CALGARY -- U.S. efforts to help African countries on its own, with one-off donations for AIDS and education, are hampering efforts by the Group of Eight to move forward on joint efforts to tackle poverty, a top United Nations official says, daring to say publicly what many G8 officials are saying privately.
"It is a problem because it cuts off the United States from the influence it could have on these multilateral initiatives, and it tends to fragment the resources rather than getting them in a coherent way behind some well-thought-out initiative," said Mark Malloch Brown, the top administrator of the United Nations Development Program.
An aid plan for Africa will be one of the main agenda items this week as Prime Minister Jean Chrétien plays host to G8 leaders, including U.S. President George Bush, in Kananaskis, Alta.
Last week, Mr. Bush announced $100-million (U.S.) in aid for education in Africa, over five years, and $500-million to fight the AIDS pandemic on the continent.
Other donors and recipients alike are quick to say they are grateful for the money, but neither of the donations is part of the United Nations' organized drive to educate all children in Africa and reverse the spread of AIDS by 2015.
Canada's efforts to push the UN-led initiative Education for All have come head to head with Mr. Bush's preference for bilateralism in recent weeks, sources say. A high-profile, year-old anti-AIDS fund, also spearheaded by the United Nations, has managed to collect only 7 per cent of the money it needs.
The Canadian government had to do a major rethinking of the entire G8 summit earlier this year, when it became clear that the United States would not join in Canada's initial plan to have the eight leaders -- from Canada, the United States, Russia, Japan, Britain, France, Germany and Italy -- make a group donation of aid to Africa at the summit.
Instead, the approach now is to have the leaders agree generally that education, anti-AIDS initiatives and fighting poverty in Africa are laudable goals, but for each country to decide for itself how much to donate and through what program. The countries will make individual announcements after the two-day summit is over on Thursday.
The problem with such a fragmented approach is that it leaves poor countries using their thin bureaucracies to monitor and distribute aid from multiple donors rather than concentrating on putting the aid to good use, officials say.
Mr. Malloch Brown's agency, the UN development program, was asked by the G8 to put together a report on the state of African development, and to say whether the continent is progressing toward goals agreed upon by the United Nations' members to halve by 2015 the number of people whose income is less than a dollar a day.
The report, released this month, shows progress in sub-Saharan Africa is abysmal, with 300 million people trying to survive on less than that. It concludes that if current trends continue, the number of poor people in the region will be higher in 2015 than it was in 1990 and will make up nearly half the poor in the developing world.
The limited amount of progress that was made in the region has largely bypassed the poor and served to help the rich.
But the report also concludes that the trends can be reversed if rich countries, such as the G8, increase their aid and target it wisely.
"If the legacy of our generation is to be more than a series of broken promises, then committed leadership, stronger partnerships, extra money, and deeper participation by the poor are needed to bring the region back on track," the report says.
In an interview, Mr. Malloch Brown said the G8 countries are making the right types of noises on education, and appear willing to discuss more money to reverse the spread of AIDS, but they have neglected to deal with a critical problem for Africa: infrastructure.
"One of the unpopular things they [African leaders attending the summit] will be saying this week in Canada, which the G8 don't want to hear, is that they need the infrastructure," he said.

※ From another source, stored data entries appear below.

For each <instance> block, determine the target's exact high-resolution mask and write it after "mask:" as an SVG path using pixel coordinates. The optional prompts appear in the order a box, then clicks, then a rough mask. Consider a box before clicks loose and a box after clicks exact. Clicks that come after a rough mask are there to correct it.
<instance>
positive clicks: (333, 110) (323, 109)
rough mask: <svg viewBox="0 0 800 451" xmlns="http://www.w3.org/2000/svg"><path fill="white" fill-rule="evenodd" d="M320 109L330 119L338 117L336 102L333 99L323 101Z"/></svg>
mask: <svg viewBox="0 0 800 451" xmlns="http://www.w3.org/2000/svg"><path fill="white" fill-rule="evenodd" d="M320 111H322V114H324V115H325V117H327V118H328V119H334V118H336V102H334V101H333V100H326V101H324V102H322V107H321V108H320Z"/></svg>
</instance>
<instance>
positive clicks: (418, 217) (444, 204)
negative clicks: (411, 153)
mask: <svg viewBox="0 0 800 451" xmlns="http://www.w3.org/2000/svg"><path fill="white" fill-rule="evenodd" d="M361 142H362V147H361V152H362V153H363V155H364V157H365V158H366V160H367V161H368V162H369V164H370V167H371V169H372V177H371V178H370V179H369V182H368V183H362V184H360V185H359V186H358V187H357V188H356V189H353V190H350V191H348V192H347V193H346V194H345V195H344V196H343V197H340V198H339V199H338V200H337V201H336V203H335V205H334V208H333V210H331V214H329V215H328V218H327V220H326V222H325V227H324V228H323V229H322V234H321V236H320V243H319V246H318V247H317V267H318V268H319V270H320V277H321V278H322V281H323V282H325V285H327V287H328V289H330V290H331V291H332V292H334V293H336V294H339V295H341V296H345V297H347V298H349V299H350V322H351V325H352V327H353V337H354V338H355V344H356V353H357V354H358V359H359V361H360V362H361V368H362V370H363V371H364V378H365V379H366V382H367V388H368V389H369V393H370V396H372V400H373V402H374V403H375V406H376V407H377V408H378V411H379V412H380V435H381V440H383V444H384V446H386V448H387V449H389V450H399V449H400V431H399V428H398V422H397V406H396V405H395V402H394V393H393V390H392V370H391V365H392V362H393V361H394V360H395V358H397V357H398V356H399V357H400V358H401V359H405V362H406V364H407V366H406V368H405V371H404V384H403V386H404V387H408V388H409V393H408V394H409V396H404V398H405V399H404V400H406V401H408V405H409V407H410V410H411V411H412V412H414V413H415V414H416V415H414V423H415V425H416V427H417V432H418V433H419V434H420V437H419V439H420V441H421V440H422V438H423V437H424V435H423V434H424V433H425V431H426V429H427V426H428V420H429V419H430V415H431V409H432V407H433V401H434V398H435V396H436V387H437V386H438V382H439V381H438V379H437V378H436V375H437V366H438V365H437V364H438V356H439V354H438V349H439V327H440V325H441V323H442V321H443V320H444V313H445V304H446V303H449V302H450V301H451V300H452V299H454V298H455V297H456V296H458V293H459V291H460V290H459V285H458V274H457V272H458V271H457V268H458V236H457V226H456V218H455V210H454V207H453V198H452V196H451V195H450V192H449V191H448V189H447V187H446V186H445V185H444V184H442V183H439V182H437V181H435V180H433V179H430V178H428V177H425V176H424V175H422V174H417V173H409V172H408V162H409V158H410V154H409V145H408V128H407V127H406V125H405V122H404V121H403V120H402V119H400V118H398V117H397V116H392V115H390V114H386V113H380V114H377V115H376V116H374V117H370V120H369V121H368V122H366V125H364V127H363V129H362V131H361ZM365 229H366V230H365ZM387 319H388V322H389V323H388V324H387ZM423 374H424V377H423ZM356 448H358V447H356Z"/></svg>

"The G8 is very much at the software end of this at the moment -- education, governance, trade agreements, health support -- but is not at the hardware end, which is: You can give a trade break to a poor African country, but if it doesn't have the roads and its neighbour doesn't have the ports to get those goods out for export at a reasonable cost, it still amounts to a cruel deception."
G8 donors steered away from financing roads, bridges, dams and railways in Africa in the 1990s, after watching many projects go awry with corruption or misplaced tied aid. Total aid per capita fell, as the G8 countries steered their money in different directions, Mr. Malloch Brown said.
Now it is growing again. But the G8 has yet to recover its courage for infrastructure projects.
"In the end, you can't do it without roads and ports and telecommunications," he said.